A Brief Review of Love and Salt by Jessica Mesman Griffith and Amy Andrews

David Russell Mosley

Unknown

Ordinary Time
21 November 2016
The Edge of Elfland
Hudson, New Hampshire

Dear Readers,

Several weeks ago, Sick Pilgrim co-founder, Jessica Mesman Griffith and I exchanged books we’ve written. I sent her, On the Edges of Elfland, and she sent me Love and Salt. Now, to be totally upfront, she didn’t even ask me to review the book, she just shared it with me, but I’ve decided to do a brief review of it anyway.

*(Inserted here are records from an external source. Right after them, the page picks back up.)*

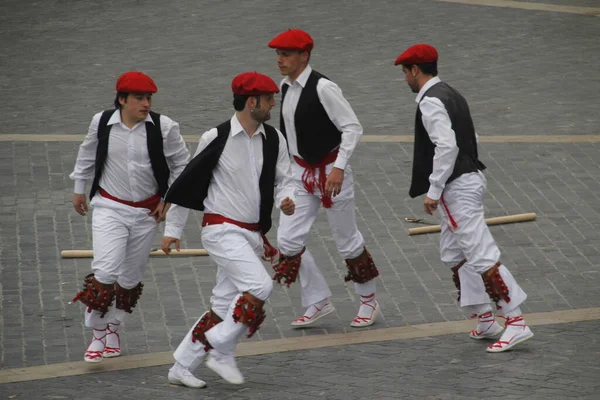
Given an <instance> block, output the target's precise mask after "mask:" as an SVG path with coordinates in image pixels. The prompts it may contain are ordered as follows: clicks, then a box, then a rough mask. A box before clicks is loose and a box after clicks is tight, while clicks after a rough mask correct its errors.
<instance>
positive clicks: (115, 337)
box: [106, 321, 121, 348]
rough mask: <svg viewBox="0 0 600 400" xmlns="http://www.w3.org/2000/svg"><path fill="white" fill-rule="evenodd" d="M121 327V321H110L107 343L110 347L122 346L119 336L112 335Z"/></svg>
mask: <svg viewBox="0 0 600 400" xmlns="http://www.w3.org/2000/svg"><path fill="white" fill-rule="evenodd" d="M120 327H121V324H120V323H119V321H114V322H109V323H108V326H107V327H106V345H107V346H108V347H113V348H116V347H121V343H120V340H119V336H117V335H111V333H118V332H119V328H120Z"/></svg>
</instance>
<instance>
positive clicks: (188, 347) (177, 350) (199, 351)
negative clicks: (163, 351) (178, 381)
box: [173, 315, 214, 371]
mask: <svg viewBox="0 0 600 400" xmlns="http://www.w3.org/2000/svg"><path fill="white" fill-rule="evenodd" d="M203 316H204V315H203ZM201 319H202V317H200V318H198V320H197V321H196V322H195V323H194V325H192V328H191V329H190V330H189V331H188V333H187V334H186V335H185V337H184V338H183V340H182V341H181V343H180V344H179V346H177V349H176V350H175V352H174V353H173V358H175V361H177V362H178V363H179V364H181V365H183V366H184V367H185V368H187V369H188V371H194V370H195V369H196V368H198V367H199V366H200V364H201V363H202V360H203V359H204V356H205V354H206V352H205V351H204V343H202V342H200V341H199V340H197V341H196V342H193V341H192V332H193V331H194V328H195V327H196V325H197V324H198V322H200V320H201ZM213 329H214V328H213Z"/></svg>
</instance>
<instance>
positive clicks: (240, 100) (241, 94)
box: [233, 94, 260, 111]
mask: <svg viewBox="0 0 600 400" xmlns="http://www.w3.org/2000/svg"><path fill="white" fill-rule="evenodd" d="M250 97H252V96H245V95H242V94H234V95H233V108H234V109H235V111H243V110H244V108H246V101H248V99H249V98H250ZM254 97H256V101H257V102H259V103H260V96H254Z"/></svg>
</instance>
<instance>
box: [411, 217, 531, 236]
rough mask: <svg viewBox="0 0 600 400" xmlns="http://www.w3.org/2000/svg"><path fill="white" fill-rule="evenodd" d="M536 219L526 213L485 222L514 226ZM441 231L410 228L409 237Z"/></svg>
mask: <svg viewBox="0 0 600 400" xmlns="http://www.w3.org/2000/svg"><path fill="white" fill-rule="evenodd" d="M535 218H536V214H535V213H526V214H514V215H507V216H504V217H493V218H487V219H486V220H485V222H486V223H487V224H488V226H491V225H502V224H512V223H515V222H527V221H533V220H535ZM440 230H441V228H440V226H439V225H430V226H422V227H418V228H410V229H409V230H408V234H409V235H411V236H412V235H422V234H425V233H435V232H439V231H440Z"/></svg>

The full title of this large volume is Love and Salt: A Spiritual Friendship Shared in Letters and it was co-written with Amy Andrews. The book is actually a collection of letters, as the title would suggest. The letters begin in 2005 when Amy had decided to become Catholic and had asked Jess to be her sponsor (the grown-ups version of a godparent, which I must admit, I feel is a bit hard on converts not to get godparents, but I digress). The book is broken up into 5 parts, Conversion, New Life, Loss, Providence, and the Coda. Initially the two women are writing to one another everyday over the course of Lent in 2005. As a writer of handwritten letters myself, I found this practice very intriguing. The letters would obviously become more biographical, more like journal entries you intend to share with a friend, than a back-and-forth conversation. As the book progresses, however, these women realize that maintaining such an intense practice is difficult, and more time passes between letters and they become both more conversational and more biographical, but more on that in a moment.

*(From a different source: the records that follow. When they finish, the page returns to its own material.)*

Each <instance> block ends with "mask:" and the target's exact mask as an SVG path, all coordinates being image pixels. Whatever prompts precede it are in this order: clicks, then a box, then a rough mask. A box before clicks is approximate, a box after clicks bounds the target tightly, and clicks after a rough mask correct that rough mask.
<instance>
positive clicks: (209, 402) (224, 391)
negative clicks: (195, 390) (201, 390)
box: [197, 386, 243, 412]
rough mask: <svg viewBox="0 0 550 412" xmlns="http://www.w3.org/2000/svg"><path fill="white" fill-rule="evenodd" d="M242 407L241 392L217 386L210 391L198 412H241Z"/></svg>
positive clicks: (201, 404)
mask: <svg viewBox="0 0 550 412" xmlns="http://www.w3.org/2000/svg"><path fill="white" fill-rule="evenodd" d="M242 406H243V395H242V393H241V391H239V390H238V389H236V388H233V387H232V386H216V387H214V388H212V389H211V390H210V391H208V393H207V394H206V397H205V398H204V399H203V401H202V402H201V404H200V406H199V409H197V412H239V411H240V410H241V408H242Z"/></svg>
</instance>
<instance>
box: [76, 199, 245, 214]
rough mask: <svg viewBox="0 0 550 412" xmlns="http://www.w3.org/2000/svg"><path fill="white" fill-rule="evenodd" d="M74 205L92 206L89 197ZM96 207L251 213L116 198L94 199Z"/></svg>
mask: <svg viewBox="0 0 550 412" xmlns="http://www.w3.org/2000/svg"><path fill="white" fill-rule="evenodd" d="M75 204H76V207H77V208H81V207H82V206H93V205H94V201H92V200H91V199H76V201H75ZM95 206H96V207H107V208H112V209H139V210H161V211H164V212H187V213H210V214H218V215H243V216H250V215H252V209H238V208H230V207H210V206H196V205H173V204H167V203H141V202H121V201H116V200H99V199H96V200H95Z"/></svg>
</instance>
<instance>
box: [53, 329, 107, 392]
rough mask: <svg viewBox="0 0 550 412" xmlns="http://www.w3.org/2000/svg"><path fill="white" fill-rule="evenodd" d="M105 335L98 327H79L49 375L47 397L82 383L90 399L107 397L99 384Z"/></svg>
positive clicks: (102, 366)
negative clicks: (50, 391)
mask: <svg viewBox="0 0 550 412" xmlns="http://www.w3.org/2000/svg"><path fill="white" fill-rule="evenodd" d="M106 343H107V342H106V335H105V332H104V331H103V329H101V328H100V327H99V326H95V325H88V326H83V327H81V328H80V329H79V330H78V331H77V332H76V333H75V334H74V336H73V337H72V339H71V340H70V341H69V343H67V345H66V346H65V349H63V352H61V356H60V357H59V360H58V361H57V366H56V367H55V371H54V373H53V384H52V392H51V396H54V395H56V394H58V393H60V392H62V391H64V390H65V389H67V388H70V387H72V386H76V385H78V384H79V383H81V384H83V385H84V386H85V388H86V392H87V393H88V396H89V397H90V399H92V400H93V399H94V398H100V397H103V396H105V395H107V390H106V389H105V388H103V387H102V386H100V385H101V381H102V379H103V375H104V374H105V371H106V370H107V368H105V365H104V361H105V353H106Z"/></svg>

When I first began the book, I thought it was going to be about the story of Amy’s conversion. We’d see her thoughts as she neared her reception into the Catholic Church and then undergo life with her as a new Catholic. Now, this is what happens. What I did not expect, even with a section entitled, Loss, was what happened. New Life takes on a double meaning as we not only see Amy’s new life as a Catholic, but we listen to Jess as she becomes pregnant. The first half section ends with the birth of Jess’s daughter, Charlotte. The second half ends with Amy pregnant with her daughter Claire. But then we get to loss.

Even as I consider what to write here the tears begin to well. Amy, like so many expectant mothers before her spends many of her New Life letters worried about her unborn baby. Again, despite the title of the section, nothing could have prepared me to encounter Amy’s loss of baby Claire before she was born. I cannot relate this section to you. The pain is still too near for me. You need to read it for yourself, to read how she reacts and how Jess tries to comfort her, but is torn apart that her close friend should lose a baby when she had a healthy one. You must read this for yourself and let that pain wash over you.

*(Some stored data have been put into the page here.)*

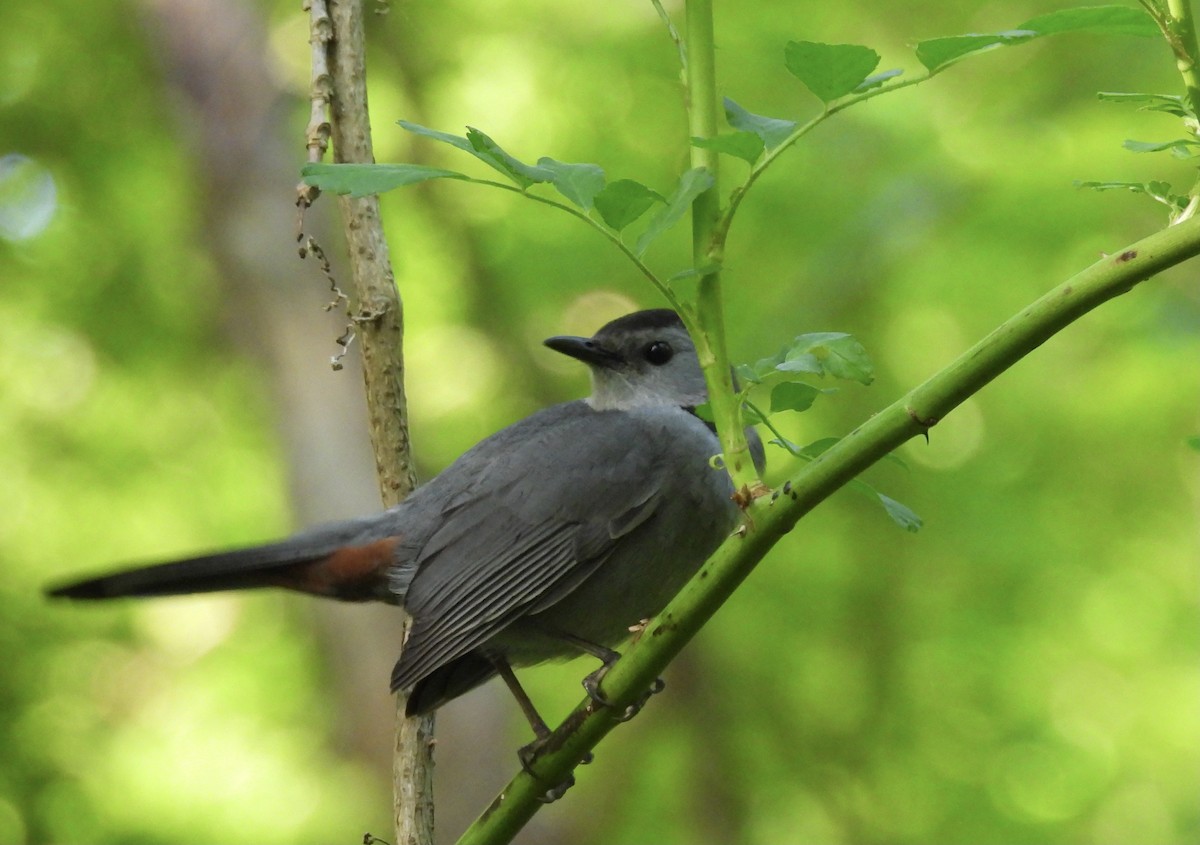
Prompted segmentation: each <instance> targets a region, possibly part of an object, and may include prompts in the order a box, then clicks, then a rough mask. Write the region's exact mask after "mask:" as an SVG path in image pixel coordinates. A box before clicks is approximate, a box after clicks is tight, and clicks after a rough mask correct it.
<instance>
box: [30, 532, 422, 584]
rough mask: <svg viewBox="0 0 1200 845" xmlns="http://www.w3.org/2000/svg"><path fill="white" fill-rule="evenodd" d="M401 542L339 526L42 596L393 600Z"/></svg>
mask: <svg viewBox="0 0 1200 845" xmlns="http://www.w3.org/2000/svg"><path fill="white" fill-rule="evenodd" d="M398 541H400V538H398V537H384V538H383V539H366V540H364V539H362V538H361V535H360V537H358V538H347V535H346V531H344V529H343V528H342V526H330V527H329V528H326V529H317V531H313V532H307V533H305V534H298V535H295V537H293V538H289V539H287V540H282V541H281V543H272V544H270V545H265V546H256V547H252V549H239V550H234V551H228V552H217V553H215V555H203V556H200V557H192V558H187V559H184V561H173V562H169V563H158V564H154V565H149V567H138V568H133V569H127V570H122V571H116V573H113V574H110V575H102V576H100V577H94V579H88V580H85V581H76V582H72V583H66V585H62V586H59V587H52V588H49V589H47V591H46V592H47V595H52V597H61V598H68V599H114V598H119V597H125V595H140V597H146V595H179V594H184V593H211V592H216V591H222V589H248V588H254V587H284V588H288V589H295V591H299V592H302V593H311V594H313V595H324V597H328V598H334V599H342V600H343V601H367V600H372V599H374V600H383V601H388V600H391V599H392V597H391V594H390V592H389V583H388V570H389V568H390V567H391V565H392V563H394V557H395V551H396V545H397V544H398Z"/></svg>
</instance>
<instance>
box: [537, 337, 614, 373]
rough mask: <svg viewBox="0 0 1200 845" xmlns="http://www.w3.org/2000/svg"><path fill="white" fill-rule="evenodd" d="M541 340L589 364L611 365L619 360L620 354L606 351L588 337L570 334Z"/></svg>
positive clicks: (604, 348) (571, 357)
mask: <svg viewBox="0 0 1200 845" xmlns="http://www.w3.org/2000/svg"><path fill="white" fill-rule="evenodd" d="M542 342H544V343H545V344H546V346H548V347H550V348H551V349H553V350H554V352H560V353H563V354H564V355H570V356H571V358H574V359H576V360H580V361H583V362H584V364H588V365H590V366H608V367H611V366H612V365H613V364H616V362H617V361H618V360H620V355H618V354H617V353H614V352H608V350H607V349H605V348H604V347H601V346H599V344H598V343H596V342H595V341H593V340H592V338H590V337H571V336H570V335H559V336H557V337H547V338H546V340H545V341H542Z"/></svg>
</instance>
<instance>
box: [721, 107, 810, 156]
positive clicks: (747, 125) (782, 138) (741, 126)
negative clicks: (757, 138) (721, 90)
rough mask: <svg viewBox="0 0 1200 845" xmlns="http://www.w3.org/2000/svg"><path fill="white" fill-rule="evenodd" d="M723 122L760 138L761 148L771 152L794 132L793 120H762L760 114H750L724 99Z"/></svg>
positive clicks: (793, 123) (793, 124) (763, 118)
mask: <svg viewBox="0 0 1200 845" xmlns="http://www.w3.org/2000/svg"><path fill="white" fill-rule="evenodd" d="M725 120H726V122H728V125H730V126H732V127H733V128H736V130H740V131H743V132H751V133H754V134H756V136H758V137H760V138H762V143H763V146H766V148H767V149H768V150H773V149H775V148H776V146H779V145H780V144H782V143H784V142H785V140H787V138H788V136H791V134H792V132H794V131H796V121H794V120H780V119H779V118H764V116H763V115H761V114H752V113H750V112H746V110H745V109H744V108H742V107H740V106H738V104H737V103H736V102H733V101H732V100H730V98H728V97H725Z"/></svg>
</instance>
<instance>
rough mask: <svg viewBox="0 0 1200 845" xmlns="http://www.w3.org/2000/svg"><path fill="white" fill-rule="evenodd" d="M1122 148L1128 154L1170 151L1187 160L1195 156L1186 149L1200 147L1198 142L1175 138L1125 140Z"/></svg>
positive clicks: (1181, 157) (1190, 140) (1184, 139)
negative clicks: (1174, 139)
mask: <svg viewBox="0 0 1200 845" xmlns="http://www.w3.org/2000/svg"><path fill="white" fill-rule="evenodd" d="M1121 145H1122V146H1123V148H1126V149H1127V150H1129V151H1130V152H1162V151H1163V150H1170V151H1171V154H1172V155H1175V156H1178V157H1181V158H1189V157H1192V156H1193V155H1195V154H1194V152H1193V151H1192V150H1189V149H1188V148H1190V146H1200V140H1193V139H1190V138H1176V139H1175V140H1163V142H1154V140H1126V142H1124V143H1123V144H1121Z"/></svg>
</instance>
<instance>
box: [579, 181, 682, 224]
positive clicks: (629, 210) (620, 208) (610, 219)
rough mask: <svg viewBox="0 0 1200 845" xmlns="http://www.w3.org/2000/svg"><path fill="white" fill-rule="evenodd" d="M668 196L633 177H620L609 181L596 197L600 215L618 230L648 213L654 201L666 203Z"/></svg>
mask: <svg viewBox="0 0 1200 845" xmlns="http://www.w3.org/2000/svg"><path fill="white" fill-rule="evenodd" d="M665 202H666V198H664V197H662V194H661V193H658V192H656V191H652V190H650V188H648V187H646V186H644V185H642V184H641V182H637V181H634V180H632V179H618V180H617V181H614V182H608V185H607V186H605V188H604V191H601V192H600V193H598V194H596V196H595V198H594V203H595V208H596V211H599V212H600V217H601V218H602V220H604V222H605V223H607V224H608V227H610V228H612V229H613V230H616V232H622V230H623V229H624V228H625V227H626V226H629V224H630V223H632V222H634V221H635V220H637V218H638V217H641V216H642V215H643V214H646V212H647V211H648V210H649V208H650V206H652V205H654V203H665Z"/></svg>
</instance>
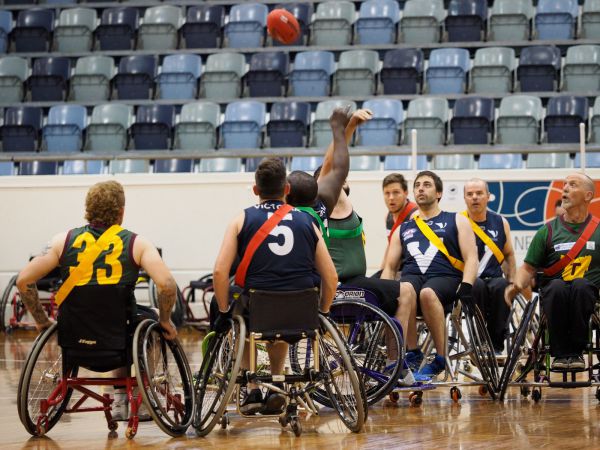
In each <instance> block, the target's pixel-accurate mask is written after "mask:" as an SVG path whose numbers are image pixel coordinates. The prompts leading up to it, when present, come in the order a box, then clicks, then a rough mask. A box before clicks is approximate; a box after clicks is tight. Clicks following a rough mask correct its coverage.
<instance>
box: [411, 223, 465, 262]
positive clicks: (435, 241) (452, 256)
mask: <svg viewBox="0 0 600 450" xmlns="http://www.w3.org/2000/svg"><path fill="white" fill-rule="evenodd" d="M415 222H416V223H417V226H418V227H419V230H421V233H423V234H424V235H425V237H426V238H427V239H428V240H429V242H431V243H432V244H433V245H435V246H436V247H437V249H438V250H439V251H440V252H442V253H443V254H444V256H445V257H446V258H448V261H450V264H452V267H454V268H455V269H456V270H460V271H461V272H463V271H464V270H465V263H464V262H462V261H461V260H460V259H456V258H455V257H453V256H451V255H450V253H448V249H447V248H446V246H445V245H444V243H443V242H442V240H441V239H440V238H439V237H438V235H437V234H435V233H434V232H433V230H432V229H431V228H430V227H429V225H427V224H426V223H425V222H424V221H423V219H421V218H420V217H419V216H415Z"/></svg>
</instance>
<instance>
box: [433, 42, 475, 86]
mask: <svg viewBox="0 0 600 450" xmlns="http://www.w3.org/2000/svg"><path fill="white" fill-rule="evenodd" d="M470 68H471V61H470V59H469V51H468V50H466V49H464V48H439V49H435V50H432V51H431V54H430V55H429V67H428V69H427V72H426V75H425V77H426V79H427V86H428V91H429V93H431V94H461V93H463V92H465V87H466V85H467V73H468V72H469V69H470Z"/></svg>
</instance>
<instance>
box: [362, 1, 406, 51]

Up to this point, you would be forgiven to think that this book is Amy focused, but it isn’t. Jess is more than a supporting character. She has her own troubles and doubts. The stories she relates about her past are truly heartbreaking. Knowing Jess somewhat now, and having digitally spoken with her “face-to-face” I was surprised to learn how hard things were for her when her mom got sick and her parents left the Catholic Church in search of faith healing, or the way Jess’s dad would respond to her teenage rebellion and heartache at missing her mother. I’m currently re-reading Surprised by Joy and I see something of Albert Lewis in Jess’s dad. Here was a man who lost the woman he loved, and could never quite recover from it, was permanently changed by it in a way that was not always good for his children.

And yet this is not a sad book, or it does not end in sadness. Amy gets pregnant again. She has the baby, John. Jess, who throughout the book had been struggling with her life situation, working a job she was not passionate about while her husband wrote and looked for teaching positions, moves to Virginia because her husband got a new job. There is hope in the end, that however long our suffering may last, there will eventually come an end and new beginnings. Whether that end is death, as it was for Jess’ mom, for Claire and the new beginning is new life, awaiting the resurrection; or whether that end is a new child, a new job, a new home, and thus a new life awaiting after the darkness has passed. This book worked on me in ways I had not expected, and I am the better for having read it. I suggest you do the same.